Cowboys still tinkering at running back, confident in plan

IRVING, Texas (AP) — Two things seem settled at running back for Dallas going into the season opener: Joseph Randle should start behind Tony Romo even though there's been no official word, and newly acquired Christine Michael probably won't be ready to contribute.

Other than that, the Cowboys are no closer to answers for how they will replace NFL rushing champion DeMarco Murray than they were when training camp started six weeks ago. That doesn't mean they don't think they will have solutions starting Sunday night at home against the New York Giants.

"I think all the pieces are there," executive vice president of personnel Stephen Jones said on his radio show Tuesday. "We like what we got there in the offensive line. We like our running backs."

The Cowboys gave the Seahawks a conditional late-round pick for Michael on Sunday, backing up Jones' contention throughout camp that they might add a running back. He was also fond of saying Dallas will keep looking after the season starts.

But Michael's addition raises a question: Are Randle, Darren McFadden and Lance Dunbar physical enough to make up for the loss of Murray, who used a punishing style to break all-time NFL rushing leader Emmitt Smith's franchise record with 1,845 yards rushing before signing with NFC East-rival Philadelphia in free agency?

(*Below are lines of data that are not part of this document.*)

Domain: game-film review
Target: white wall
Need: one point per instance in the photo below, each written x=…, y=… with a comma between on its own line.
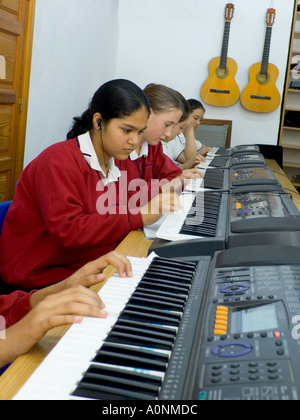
x=74, y=52
x=172, y=42
x=80, y=44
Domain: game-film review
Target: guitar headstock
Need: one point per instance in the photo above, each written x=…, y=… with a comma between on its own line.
x=270, y=18
x=229, y=11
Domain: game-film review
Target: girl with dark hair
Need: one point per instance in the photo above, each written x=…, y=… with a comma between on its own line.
x=28, y=316
x=56, y=222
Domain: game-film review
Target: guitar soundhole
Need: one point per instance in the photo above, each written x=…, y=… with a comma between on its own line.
x=263, y=78
x=222, y=72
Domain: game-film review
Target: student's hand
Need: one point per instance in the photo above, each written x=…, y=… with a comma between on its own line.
x=66, y=307
x=88, y=275
x=164, y=203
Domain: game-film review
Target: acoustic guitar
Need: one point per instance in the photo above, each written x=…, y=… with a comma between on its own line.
x=220, y=88
x=261, y=94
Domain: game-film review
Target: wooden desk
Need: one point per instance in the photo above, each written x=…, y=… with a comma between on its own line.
x=134, y=245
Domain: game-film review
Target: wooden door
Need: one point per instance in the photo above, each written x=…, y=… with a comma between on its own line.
x=16, y=31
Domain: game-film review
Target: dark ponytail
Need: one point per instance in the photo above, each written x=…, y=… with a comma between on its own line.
x=115, y=99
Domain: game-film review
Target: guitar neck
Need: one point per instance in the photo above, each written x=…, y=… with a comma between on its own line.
x=224, y=52
x=266, y=53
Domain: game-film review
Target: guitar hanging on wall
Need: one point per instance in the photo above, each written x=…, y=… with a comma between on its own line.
x=261, y=94
x=220, y=88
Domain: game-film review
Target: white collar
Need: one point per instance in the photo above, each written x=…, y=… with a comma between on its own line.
x=144, y=152
x=88, y=151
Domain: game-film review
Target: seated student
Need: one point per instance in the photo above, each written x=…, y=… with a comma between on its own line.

"I just think you are always looking for opportunities to upgrade your team," coach Jason Garrett said Monday. "You have conversations with everybody around the league and you look at your team. And say, 'How can we get better? How can this guy help us?' We felt like he could help our team."

Michael, who wasn't available in the locker room when it was open to reporters Tuesday, had two quiet seasons as a backup to Marshawn Lynch after the Seahawks drafted him in the second round out of Texas A&M in 2013.

At 5-foot-10 and 220 pounds, he's built more for power running than Randle, who was Murray's backup for two seasons, and McFadden. But it's likely to be Week 2 — when the Cowboys visit Murray and the Eagles — before Dallas sees how Michael fits.

"Like with all the new guys coming in, their big challenge is to get acclimated to how we do things, our systems of football," Garrett said. "So there's going to be a lot of work initially just to see where they are. And then we'll integrate them into practice and we'll make our evaluations from there."

It didn't bother McFadden to have another player thrown in the mix late. The 28-year-old signed with Dallas a day after Murray's decision and following seven mostly disappointing seasons as the fourth-overall pick by Oakland in 2008.

"It's never a deal where you shouldn't have any running backs," McFadden said. "It's a long season. Anytime you have a good back like Christine coming in, it's a plus for the team."

The Cowboys aren't saying they have someone capable of rushing for 1,800 yards on their roster. But they are saying they could get to 2,000 yards as a team without a dominant back. Dallas did it in 2009, winning the NFC East and a playoff game without a 1,000-yard rusher.

The primary reason for optimism is an offensive line with three Pro Bowl players in right guard Zack Martin, left tackle Tyron Smith and center Travis Frederick — all first-round picks since 2011 — and the team's first rookie All-Pro (Martin) since running back Calvin Hill in 1969. Jones also says the addition of more young players will help up front as well.

"There's a lot of different ways to be successful in the running game," Jones said. "Obviously, last year we did it with one back. This year I see a lot of people contributing to our success."

And maybe even some who aren't on the roster yet.